Miguel volvió a ponerse en camino lleno de orgullo. Había hecho el viaje sin dificultades, pero
tuvo que pasar por un pueblo cerca de la fuerza realista del coronel Ordóñez (el enemigo).
Alrededor se extendía el hermoso paisaje chileno. Miguel se sintió impresionado por aquel cuadro
mágico; pero algo inesperado vino a distraer su atención.
Dos soldados, a quienes pareció sospechoso ese muchacho que viajaba solo y en dirección a las
sierras. Miguel querría huir.
-¡Hola! – gritó uno de los soldados sujetando a un caballo por las riendas (reins). - ¿Quién eres y adónde
vas?
Miguel contestó humildemente que era chileno, que se llamaba Juan Gómez y que iba a la hacienda de
sus padres.
Lo llevaron sin embargo a una tienda de acampar (tent) donde se hallaba en compañía de varios
oficiales, el coronel Ordóñez.
- Te acusan de ser agente de general San Martín – dijo el coronel.
- ¿Qué contestas a eso?
Miguel habría preferido decir la verdad, pero negó la acusación.
- Oye, muchacho, - dijo el coronel – es mejor que tu confieses francamente, así puedas evitarte el castigo,
porque eres muy joven. ¿Llevas una carta?
- No – contestó Miguel, pero cambió el color y el coronel lo notó.
Dos soldados detuvieron el muchacho, y el otro encontró el cinturón secreto con la carta
- Bien lo decía yo – observó Ordóñez, y él empezó a abrirla. En ese instante Miguel saltó como un tigre y
robó la carta de las manos y la puso en el fuego. La carta encendió (burned)
Parte II
Hay que admitir en que eres muy valiente – dijo Ordóñez.
-Aquél que te ha mandado sabe elegir su gente. Ahora bien, puesto que eres resuelto, quisiera salvarte y lo
haré si me dices lo que contenta la carta.
- No sé, señor.
- ¿No sabes? Mira que tengo medios de despertar tu memoria.
- No sé señor. La persona que me dio la carta no me dijo nada.
El coronel pensó un momento.
-Bien – dijo – te creo. ¿Podrías decirme al menos de quién era y q quién iba dirigida?
- No puedo, señor.
- ¿Y por qué no?
- Porque he jurado.
El coronel admiró en secreto al niño pero no lo demostró. Abriendo un cajón de la mesa, tomó un
puñado de monedas (coins) de oro.
- ¿Has tenido alguna vez una moneda de oro? – preguntó a Miguel.
- No, señor- contestó el muchacho.
- Bueno, pues, yo te daré diez. ¿Entiendes? Diez de éstas, si me dices lo que quiero saber. Y eso, con
sólo decirme dos nombres. Puedes decírmelo en voz baja – continuó el coronel
- No quiero, señor.
- A ver – ordenó Ordóñez
En presencia de Ordóñez, de sus oficiales y de muchos soldados, dos de éstos lo golpearon sin piedad.
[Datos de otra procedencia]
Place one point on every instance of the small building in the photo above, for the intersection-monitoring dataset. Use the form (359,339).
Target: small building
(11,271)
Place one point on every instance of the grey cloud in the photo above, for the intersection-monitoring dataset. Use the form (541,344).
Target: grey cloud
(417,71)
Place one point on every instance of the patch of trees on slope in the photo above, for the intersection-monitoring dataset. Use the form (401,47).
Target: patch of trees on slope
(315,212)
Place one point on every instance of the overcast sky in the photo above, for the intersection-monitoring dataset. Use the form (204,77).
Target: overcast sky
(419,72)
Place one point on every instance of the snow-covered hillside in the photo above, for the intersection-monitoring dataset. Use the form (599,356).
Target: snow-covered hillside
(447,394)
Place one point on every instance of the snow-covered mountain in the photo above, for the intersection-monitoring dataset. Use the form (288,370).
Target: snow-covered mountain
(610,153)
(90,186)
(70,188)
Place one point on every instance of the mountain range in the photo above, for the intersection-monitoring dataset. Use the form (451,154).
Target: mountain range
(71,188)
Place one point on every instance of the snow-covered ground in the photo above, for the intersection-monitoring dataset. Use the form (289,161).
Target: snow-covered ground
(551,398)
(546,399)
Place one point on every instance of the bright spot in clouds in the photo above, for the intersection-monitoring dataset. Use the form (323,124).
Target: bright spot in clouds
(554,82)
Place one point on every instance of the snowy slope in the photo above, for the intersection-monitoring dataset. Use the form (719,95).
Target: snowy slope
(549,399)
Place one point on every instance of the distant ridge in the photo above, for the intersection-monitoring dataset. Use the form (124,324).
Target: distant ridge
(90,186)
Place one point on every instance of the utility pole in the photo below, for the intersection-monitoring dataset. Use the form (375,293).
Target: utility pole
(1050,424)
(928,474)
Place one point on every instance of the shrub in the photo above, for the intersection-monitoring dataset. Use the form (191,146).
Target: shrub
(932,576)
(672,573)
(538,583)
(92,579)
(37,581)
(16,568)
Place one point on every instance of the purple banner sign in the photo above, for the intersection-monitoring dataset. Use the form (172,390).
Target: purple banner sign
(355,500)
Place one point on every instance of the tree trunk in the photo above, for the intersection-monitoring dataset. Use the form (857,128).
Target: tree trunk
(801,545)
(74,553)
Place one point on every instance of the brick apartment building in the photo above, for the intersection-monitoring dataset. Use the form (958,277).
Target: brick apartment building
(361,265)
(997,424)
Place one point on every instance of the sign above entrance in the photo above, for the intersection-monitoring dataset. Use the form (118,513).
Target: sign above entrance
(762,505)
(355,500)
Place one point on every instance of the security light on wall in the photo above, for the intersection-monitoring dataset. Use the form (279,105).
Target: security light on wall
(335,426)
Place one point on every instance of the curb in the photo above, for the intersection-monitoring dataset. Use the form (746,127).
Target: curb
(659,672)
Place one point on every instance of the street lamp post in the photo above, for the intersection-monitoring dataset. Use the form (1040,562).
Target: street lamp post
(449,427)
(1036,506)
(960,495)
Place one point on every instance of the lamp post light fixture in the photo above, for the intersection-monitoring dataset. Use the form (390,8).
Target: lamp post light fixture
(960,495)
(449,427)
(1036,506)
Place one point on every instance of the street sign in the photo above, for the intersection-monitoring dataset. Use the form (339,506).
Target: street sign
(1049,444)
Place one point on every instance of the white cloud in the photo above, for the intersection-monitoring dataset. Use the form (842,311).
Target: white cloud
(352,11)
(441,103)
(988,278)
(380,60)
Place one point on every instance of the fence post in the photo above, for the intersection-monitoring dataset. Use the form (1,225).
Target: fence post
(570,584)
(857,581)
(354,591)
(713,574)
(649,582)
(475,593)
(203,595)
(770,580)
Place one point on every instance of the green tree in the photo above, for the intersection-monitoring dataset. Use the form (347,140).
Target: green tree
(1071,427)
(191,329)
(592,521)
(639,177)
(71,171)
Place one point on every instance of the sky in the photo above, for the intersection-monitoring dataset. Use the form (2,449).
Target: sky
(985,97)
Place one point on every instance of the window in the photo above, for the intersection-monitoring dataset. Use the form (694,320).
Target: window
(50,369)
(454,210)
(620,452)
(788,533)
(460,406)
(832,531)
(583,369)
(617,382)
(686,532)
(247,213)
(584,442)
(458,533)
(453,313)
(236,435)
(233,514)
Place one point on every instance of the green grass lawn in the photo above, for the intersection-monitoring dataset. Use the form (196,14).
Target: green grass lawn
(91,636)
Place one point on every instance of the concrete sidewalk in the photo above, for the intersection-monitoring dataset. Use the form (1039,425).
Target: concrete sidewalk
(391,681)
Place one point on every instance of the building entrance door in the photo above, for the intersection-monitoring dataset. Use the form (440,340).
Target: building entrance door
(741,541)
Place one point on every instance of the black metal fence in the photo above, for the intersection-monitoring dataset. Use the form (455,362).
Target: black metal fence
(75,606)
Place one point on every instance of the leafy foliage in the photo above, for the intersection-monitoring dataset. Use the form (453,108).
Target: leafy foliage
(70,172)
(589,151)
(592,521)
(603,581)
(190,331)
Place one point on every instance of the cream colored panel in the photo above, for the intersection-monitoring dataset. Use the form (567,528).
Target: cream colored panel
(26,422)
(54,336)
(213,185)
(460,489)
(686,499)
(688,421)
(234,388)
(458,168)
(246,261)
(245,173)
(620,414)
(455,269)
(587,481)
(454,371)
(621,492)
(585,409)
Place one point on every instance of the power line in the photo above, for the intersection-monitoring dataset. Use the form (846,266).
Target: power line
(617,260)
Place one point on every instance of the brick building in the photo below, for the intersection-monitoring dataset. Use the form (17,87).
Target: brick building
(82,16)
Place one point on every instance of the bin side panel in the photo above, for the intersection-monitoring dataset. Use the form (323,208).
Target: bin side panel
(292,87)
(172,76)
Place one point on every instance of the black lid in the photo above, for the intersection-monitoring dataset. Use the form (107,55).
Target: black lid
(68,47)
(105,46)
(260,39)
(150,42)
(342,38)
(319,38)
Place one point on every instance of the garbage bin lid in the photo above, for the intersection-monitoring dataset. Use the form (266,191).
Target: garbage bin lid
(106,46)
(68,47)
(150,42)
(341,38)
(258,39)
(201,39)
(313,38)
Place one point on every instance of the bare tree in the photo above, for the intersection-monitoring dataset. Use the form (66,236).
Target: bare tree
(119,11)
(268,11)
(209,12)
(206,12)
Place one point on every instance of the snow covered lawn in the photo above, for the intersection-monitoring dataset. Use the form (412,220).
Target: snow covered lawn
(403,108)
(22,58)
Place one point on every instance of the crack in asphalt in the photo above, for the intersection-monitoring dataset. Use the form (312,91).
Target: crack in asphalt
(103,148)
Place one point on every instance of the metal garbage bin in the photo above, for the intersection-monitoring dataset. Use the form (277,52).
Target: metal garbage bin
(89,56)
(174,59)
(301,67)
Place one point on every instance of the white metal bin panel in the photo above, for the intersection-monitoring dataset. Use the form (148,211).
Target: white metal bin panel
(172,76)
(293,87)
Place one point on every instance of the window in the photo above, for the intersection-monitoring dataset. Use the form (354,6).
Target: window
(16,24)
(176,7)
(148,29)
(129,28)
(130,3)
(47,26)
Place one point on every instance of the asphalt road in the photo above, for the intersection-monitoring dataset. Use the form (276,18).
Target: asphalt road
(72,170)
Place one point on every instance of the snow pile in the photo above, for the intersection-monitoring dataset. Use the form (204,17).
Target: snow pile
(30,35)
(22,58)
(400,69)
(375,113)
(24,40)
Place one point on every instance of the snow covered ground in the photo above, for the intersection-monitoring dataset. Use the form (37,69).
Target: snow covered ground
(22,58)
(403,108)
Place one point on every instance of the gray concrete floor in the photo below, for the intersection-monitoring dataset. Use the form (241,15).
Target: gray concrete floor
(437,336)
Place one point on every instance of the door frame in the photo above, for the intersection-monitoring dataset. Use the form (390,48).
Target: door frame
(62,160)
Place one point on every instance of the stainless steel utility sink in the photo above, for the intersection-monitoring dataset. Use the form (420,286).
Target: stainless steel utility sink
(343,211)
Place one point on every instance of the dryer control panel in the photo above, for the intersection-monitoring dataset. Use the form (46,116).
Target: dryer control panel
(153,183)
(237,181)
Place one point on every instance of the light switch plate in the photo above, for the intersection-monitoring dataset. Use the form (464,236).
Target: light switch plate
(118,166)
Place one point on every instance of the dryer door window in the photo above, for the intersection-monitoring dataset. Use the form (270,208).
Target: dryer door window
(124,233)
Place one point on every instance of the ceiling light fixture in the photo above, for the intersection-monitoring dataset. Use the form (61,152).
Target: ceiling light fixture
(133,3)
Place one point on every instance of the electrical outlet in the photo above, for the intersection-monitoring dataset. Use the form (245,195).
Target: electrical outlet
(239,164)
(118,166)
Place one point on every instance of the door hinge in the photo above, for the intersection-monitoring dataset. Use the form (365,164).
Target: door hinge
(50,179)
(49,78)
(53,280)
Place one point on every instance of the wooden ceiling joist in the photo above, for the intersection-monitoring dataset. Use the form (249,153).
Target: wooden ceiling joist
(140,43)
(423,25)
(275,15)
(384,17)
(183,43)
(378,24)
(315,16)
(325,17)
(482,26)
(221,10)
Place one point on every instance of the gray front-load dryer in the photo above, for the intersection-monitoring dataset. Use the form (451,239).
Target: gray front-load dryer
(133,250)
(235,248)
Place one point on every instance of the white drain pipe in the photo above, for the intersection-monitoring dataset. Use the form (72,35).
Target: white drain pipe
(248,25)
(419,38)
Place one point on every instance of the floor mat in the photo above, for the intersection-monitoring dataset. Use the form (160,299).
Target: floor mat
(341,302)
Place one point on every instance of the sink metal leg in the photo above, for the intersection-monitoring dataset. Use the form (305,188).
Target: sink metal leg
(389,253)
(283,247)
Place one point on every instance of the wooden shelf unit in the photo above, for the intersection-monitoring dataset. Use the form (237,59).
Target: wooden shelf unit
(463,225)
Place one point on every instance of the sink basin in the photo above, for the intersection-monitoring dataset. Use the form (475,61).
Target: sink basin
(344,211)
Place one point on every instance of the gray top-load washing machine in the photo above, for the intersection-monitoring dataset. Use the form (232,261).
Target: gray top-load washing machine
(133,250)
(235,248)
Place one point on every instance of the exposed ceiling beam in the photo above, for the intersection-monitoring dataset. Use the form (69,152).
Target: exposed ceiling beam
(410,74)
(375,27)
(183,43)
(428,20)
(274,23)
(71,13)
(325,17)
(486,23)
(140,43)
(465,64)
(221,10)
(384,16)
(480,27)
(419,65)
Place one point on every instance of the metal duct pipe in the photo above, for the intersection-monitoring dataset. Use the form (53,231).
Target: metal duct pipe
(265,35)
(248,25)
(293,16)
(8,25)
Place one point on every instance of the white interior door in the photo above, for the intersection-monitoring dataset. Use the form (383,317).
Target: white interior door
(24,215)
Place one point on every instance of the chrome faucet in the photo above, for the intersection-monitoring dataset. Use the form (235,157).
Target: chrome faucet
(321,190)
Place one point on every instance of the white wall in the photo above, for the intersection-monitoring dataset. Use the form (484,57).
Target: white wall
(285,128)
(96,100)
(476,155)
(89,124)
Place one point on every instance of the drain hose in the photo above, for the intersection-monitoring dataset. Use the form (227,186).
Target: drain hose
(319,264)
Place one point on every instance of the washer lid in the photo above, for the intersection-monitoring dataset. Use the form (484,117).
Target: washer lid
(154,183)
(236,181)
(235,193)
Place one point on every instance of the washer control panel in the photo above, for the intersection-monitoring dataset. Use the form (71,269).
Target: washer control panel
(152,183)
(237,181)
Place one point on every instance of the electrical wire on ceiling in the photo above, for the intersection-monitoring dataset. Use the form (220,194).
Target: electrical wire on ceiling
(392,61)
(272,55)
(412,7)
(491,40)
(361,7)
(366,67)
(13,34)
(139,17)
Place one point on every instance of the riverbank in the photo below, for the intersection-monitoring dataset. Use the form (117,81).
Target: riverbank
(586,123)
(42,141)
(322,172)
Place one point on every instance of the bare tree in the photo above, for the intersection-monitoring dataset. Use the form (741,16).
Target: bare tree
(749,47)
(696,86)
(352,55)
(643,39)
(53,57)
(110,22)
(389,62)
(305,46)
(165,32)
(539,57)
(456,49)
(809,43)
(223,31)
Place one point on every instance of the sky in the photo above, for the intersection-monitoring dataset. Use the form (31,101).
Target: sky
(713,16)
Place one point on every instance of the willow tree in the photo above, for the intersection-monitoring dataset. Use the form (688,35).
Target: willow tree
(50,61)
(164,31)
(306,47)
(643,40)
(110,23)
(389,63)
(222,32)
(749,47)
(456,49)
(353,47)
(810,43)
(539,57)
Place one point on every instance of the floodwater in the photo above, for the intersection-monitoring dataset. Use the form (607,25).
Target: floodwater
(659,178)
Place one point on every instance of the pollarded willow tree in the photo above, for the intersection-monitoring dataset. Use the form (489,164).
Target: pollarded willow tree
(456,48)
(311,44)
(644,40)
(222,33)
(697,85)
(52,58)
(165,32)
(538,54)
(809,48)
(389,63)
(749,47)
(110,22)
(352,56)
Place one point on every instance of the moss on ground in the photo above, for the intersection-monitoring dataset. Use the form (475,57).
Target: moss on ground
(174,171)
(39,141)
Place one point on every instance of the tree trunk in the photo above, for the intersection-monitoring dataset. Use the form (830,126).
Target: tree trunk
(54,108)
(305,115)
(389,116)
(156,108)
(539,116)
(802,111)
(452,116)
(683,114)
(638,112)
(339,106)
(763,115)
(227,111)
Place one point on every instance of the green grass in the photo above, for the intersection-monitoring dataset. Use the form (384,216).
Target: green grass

El muchacho apretó los dientes para no gritar. Sus sentamientos empezaron cambiar y luego perdió el
conocimiento (conciousness)
- Basta – dijo de Ordóñez – enciérrenlo por esta noche. Mañana confesará.
Entre los que presenciaron los golpes se encontraba un soldado chileno que, como todos sus
compatriotas, simpatizaba con la causa de la libertad. Tenía dos hermanos, agentes de San Martín, y él
mismo esperaba la ocasión favorable para abandonar el ejército real. El valor del muchacho lo llenó de
admiración.
A medianoche el silencio más profundo reinaba en el campamento. Los fuegos estaban apagados y sólo
los centinelas guardaban con el arma en el brazo.
Miguel estaba en una choza, donde lo habían dejado bajo cerrojo (the lock), sin preocuparse más de él.
Entonces, en el silencio de la noche, oyó un ruido como el de un cerrojo corrido con precaución. La puerta
se abrió despacio y apareció la figura de un hombre. Miguel se levantó sorprendido.
- ¡Quieto! – murmuró una voz. - ¿Tienes valor para escapar?
De repente Miguel no sintió dolores ni débil; estaba ya bien, ágil y resuelto a todo. Siguió al soldado y
los dos andaban como sombras (shadows) por el campamento dormido, hacia un corral donde se
hallaban los caballos del servicio. El pobre animal de Miguel permanecía ensillado (saddled) aún y
atado a un poste.
- Éste es el único punto por donde puedes escapar – dijo el soldado – el único lugar donde no hay
centinelas. ¡Pronto a caballo y buena suerte!
El joven héroe obedeció, despidiéndose de su generoso salvador con un apretón de manos (strong
hand shake) y un ¡Dios se lo pague! Luego Miguel huyó en dirección a las montañas.
Huyó para mostrar a San Martín, con las heridas de los golpes que habían roto sus espaldas, cómo
había sabido guardar un secreto y servir a la patria.